In reversing the order of the OHA, DPW gave as its sole reason therefor the fear that if the decision of the OHA prevailed,
[A] home office which operates one or more facilities could generate a substantial amount of interest income while continually allowing its facilities to operate at a loss. . . . [T]he public interest would not be served by allowing the home office to shield a substantial amount of interest income thereby increasing the cost of the Medical Assistance Program.
DPW's final order does not dispute any findings made by the hearing officer, which findings were adopted in their entirety by the OHA. The result feared by DPW may in fact occur, but if Petitioner's action has conformed with DPW's own regulation, we will not invalidate that action solely because of the result which DPW fears may occur.
Returning then to the language of Section IV-D-10-e of the Manual, and considering our holdings in County of Lancaster and Tressler, we are satisfied that the interest at issue here was not generated by LSS nor by Petitioner but was interest from funds specifically restricted by the donor for the maintenance of what was at the time of the creation of the trust, the beginning of Spang Crest Home.

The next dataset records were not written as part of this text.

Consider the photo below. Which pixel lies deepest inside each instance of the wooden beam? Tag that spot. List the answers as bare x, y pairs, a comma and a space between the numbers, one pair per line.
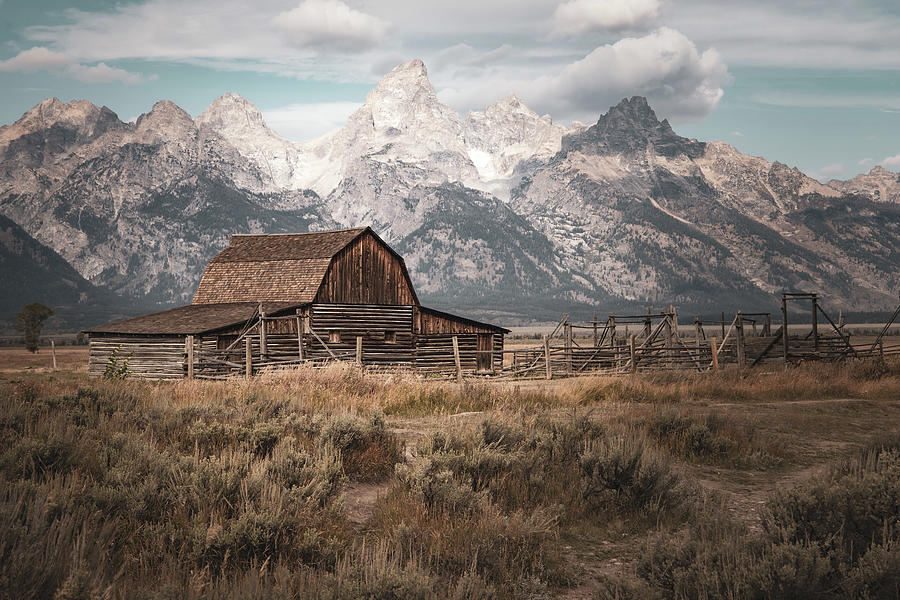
549, 367
815, 315
189, 350
784, 329
456, 360
248, 357
263, 348
299, 335
632, 352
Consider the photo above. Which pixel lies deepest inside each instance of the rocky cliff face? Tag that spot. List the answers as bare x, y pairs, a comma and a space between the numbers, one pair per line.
501, 211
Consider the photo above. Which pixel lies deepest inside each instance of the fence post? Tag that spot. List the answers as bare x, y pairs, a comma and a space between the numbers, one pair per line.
784, 328
548, 366
263, 348
815, 315
248, 357
189, 349
456, 359
300, 334
633, 352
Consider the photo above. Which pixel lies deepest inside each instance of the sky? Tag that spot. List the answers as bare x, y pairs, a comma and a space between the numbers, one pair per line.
812, 83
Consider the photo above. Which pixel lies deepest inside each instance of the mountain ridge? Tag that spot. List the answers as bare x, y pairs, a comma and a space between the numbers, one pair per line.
499, 208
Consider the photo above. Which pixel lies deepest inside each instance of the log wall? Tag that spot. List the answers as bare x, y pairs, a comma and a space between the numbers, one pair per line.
148, 357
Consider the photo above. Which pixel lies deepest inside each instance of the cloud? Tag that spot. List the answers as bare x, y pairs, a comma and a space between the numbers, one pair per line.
41, 59
330, 24
679, 81
831, 170
582, 16
301, 122
103, 73
36, 59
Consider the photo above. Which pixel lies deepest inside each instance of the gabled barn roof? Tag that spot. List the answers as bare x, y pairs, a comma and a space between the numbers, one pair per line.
286, 267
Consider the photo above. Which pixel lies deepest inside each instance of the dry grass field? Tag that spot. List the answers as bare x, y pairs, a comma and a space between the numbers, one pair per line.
330, 483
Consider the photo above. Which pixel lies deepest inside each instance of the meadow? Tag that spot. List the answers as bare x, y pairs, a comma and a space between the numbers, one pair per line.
333, 483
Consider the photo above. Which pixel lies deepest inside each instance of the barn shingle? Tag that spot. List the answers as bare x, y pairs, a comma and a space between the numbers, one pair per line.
272, 268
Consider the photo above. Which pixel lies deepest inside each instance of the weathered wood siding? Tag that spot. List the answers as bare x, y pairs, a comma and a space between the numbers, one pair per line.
386, 332
148, 357
434, 352
428, 322
366, 272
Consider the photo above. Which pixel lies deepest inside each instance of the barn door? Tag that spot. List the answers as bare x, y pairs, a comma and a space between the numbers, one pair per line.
485, 346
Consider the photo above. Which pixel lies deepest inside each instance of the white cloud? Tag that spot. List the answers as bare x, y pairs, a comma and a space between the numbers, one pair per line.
582, 16
301, 122
103, 73
36, 59
831, 170
41, 59
679, 81
330, 24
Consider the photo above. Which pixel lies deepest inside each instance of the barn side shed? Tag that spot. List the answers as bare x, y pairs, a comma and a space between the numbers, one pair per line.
287, 298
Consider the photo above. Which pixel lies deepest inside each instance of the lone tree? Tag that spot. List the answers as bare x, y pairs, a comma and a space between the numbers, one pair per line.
30, 320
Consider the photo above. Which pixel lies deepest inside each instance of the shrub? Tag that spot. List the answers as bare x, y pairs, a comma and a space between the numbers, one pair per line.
623, 470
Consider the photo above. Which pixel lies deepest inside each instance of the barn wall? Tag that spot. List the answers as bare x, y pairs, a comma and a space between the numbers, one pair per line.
429, 323
386, 331
366, 272
148, 357
434, 352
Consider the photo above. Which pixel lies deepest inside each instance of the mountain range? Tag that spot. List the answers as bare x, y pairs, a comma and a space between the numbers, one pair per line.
500, 213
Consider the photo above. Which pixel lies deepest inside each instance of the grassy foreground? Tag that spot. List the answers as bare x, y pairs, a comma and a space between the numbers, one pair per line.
332, 484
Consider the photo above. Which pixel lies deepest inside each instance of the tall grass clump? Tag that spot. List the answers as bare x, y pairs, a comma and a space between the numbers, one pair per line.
838, 537
122, 489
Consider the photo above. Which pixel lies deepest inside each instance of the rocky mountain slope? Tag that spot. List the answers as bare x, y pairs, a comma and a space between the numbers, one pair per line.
498, 212
34, 273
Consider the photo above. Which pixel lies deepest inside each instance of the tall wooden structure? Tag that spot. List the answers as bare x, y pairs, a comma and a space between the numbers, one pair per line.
275, 300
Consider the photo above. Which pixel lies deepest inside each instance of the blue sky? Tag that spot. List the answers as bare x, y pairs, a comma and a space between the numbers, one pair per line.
814, 84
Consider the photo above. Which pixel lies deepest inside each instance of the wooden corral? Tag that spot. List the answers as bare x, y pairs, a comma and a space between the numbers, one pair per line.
655, 342
269, 301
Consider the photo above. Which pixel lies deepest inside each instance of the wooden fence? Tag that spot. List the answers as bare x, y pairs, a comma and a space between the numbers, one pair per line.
620, 345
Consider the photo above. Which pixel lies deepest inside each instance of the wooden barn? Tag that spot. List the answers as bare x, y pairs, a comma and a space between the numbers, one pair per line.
282, 299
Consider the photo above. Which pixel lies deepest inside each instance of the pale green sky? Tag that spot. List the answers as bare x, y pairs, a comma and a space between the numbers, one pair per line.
811, 84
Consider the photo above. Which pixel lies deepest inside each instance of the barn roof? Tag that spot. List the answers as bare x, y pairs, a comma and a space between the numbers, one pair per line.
286, 267
192, 319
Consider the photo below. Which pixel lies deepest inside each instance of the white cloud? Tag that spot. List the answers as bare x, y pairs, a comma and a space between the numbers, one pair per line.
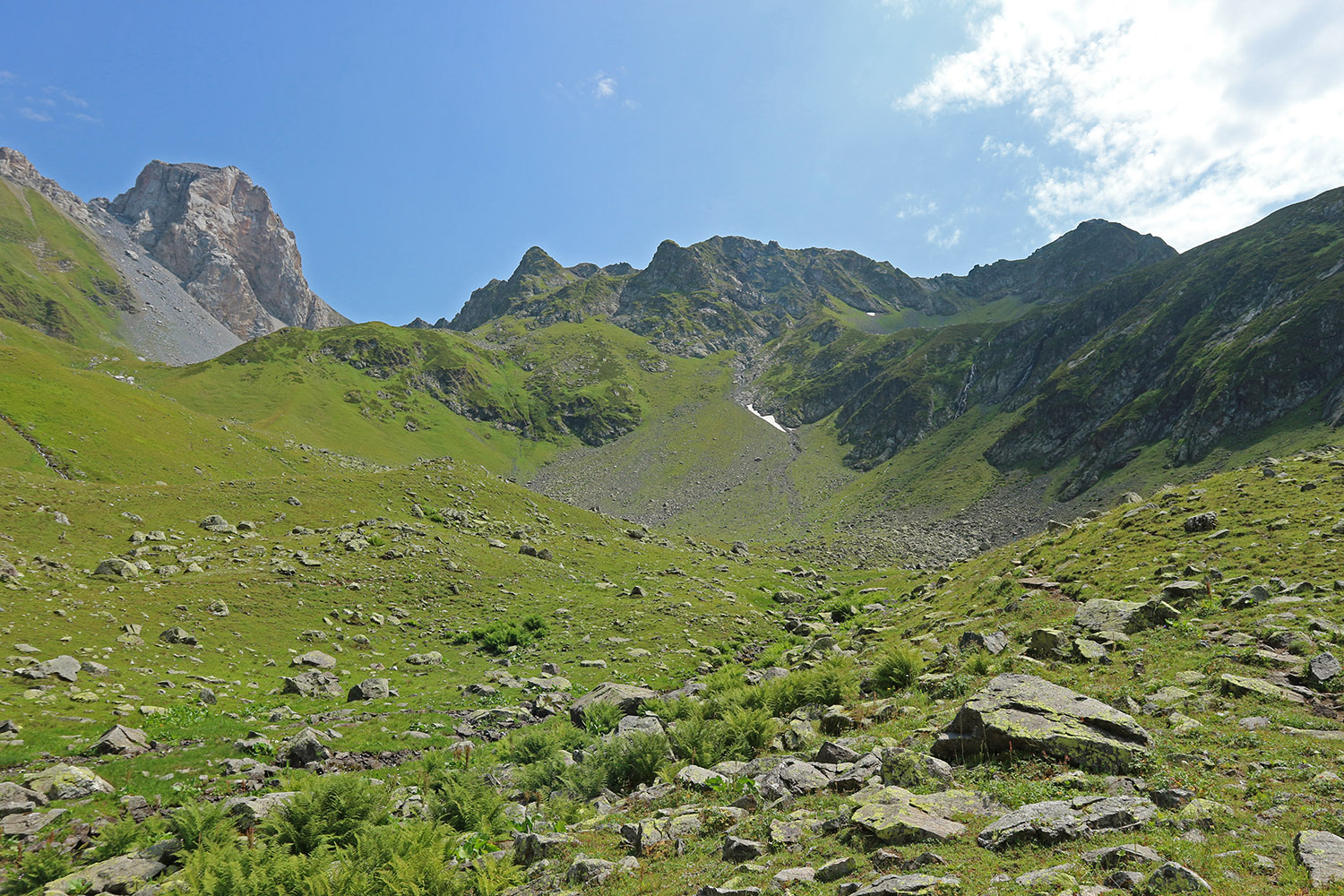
1188, 120
917, 207
604, 86
997, 150
938, 236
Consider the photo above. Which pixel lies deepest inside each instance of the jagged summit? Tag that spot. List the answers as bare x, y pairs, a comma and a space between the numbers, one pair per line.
218, 233
733, 292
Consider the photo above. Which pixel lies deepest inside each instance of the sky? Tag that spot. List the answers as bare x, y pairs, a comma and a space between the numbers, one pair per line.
418, 150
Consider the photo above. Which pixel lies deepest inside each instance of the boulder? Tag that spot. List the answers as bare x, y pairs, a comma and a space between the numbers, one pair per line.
900, 823
303, 748
1129, 616
117, 567
737, 849
1055, 820
1172, 877
314, 683
531, 847
1030, 715
992, 642
64, 667
371, 689
1322, 853
121, 740
892, 884
67, 782
247, 812
628, 697
314, 659
1245, 686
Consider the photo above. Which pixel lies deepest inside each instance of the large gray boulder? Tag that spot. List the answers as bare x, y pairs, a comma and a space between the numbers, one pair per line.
1104, 614
1055, 820
303, 748
121, 740
1322, 853
628, 697
316, 683
1031, 716
370, 689
64, 667
67, 782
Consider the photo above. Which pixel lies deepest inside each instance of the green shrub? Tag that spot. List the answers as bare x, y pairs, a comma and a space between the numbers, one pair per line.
330, 812
37, 869
265, 871
897, 668
202, 826
698, 740
601, 718
749, 731
462, 799
531, 745
499, 635
492, 876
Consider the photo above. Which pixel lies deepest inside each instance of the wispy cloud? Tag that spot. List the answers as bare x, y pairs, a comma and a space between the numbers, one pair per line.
943, 236
1002, 150
604, 88
1185, 120
45, 105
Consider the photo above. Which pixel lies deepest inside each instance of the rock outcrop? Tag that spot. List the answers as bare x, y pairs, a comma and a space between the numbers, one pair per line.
1030, 715
217, 231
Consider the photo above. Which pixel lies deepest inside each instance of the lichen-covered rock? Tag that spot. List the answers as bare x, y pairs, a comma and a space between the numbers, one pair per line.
1030, 715
1055, 820
903, 823
628, 697
67, 782
1322, 855
121, 740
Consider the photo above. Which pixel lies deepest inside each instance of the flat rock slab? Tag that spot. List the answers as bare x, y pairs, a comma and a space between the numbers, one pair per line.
1055, 820
29, 823
903, 823
628, 697
1322, 853
909, 884
1244, 686
1030, 715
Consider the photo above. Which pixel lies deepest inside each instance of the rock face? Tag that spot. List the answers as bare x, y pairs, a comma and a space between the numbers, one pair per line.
217, 231
1055, 820
1030, 715
1322, 853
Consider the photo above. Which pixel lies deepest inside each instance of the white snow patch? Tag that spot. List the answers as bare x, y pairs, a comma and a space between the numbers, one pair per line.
768, 418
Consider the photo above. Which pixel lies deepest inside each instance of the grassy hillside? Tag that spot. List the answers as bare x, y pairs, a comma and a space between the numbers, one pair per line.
51, 276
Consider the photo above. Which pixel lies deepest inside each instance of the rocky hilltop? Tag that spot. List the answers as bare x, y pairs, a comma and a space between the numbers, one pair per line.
737, 293
203, 260
218, 233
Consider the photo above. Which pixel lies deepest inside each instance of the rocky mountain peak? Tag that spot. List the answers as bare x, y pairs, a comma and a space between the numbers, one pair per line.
218, 233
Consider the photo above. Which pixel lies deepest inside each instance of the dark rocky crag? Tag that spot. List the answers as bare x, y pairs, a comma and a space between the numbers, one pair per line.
217, 231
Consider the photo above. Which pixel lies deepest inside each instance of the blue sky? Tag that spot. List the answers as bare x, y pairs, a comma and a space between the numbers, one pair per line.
418, 150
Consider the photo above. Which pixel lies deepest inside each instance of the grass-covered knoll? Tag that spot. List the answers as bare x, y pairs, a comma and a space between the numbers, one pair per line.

The regulation also requires that such restricted investment income will nevertheless be deemed an offset to interest expense unless it also is accounted for separately from other funds. Here, as we have noted, LSS commingles the income from the Strickler Trust and does not pass on to Petitioner, either in kind or in goods or services which can be identified as having been purchased by those funds, the exact dollar amount received from the trust. It is also true, however, that LSS can, as an accounting matter, identify exactly how much money it did receive from the trust. Since that income is accounted for by LSS on its books and is easily ascertainable for audit purposes by the DPW, we do not think the subsequent commingling of that income is fatal to Petitioner's effort to apply the restricted income exceptions set forth in Section IV-D-10-e. As we have noted, moreover, DPW did not reverse the OHA order because the funds were commingled.
For the reasons set forth above, we conclude that the DPW order should be affirmed as to that part thereof relating to the six-month period ending December 31, 1983 but reversed as to that part thereof relating to the fiscal year ending December 31, 1982 and the six-month period ending June 30, 1983.
ORDER
The order of the Department of Public Welfare dated June 4, 1986 is reversed insofar as it reversed the Office of Hearings and Appeals order for the audit periods ending December 31, 1982 and June 30, 1983. In all other respects, said order is affirmed.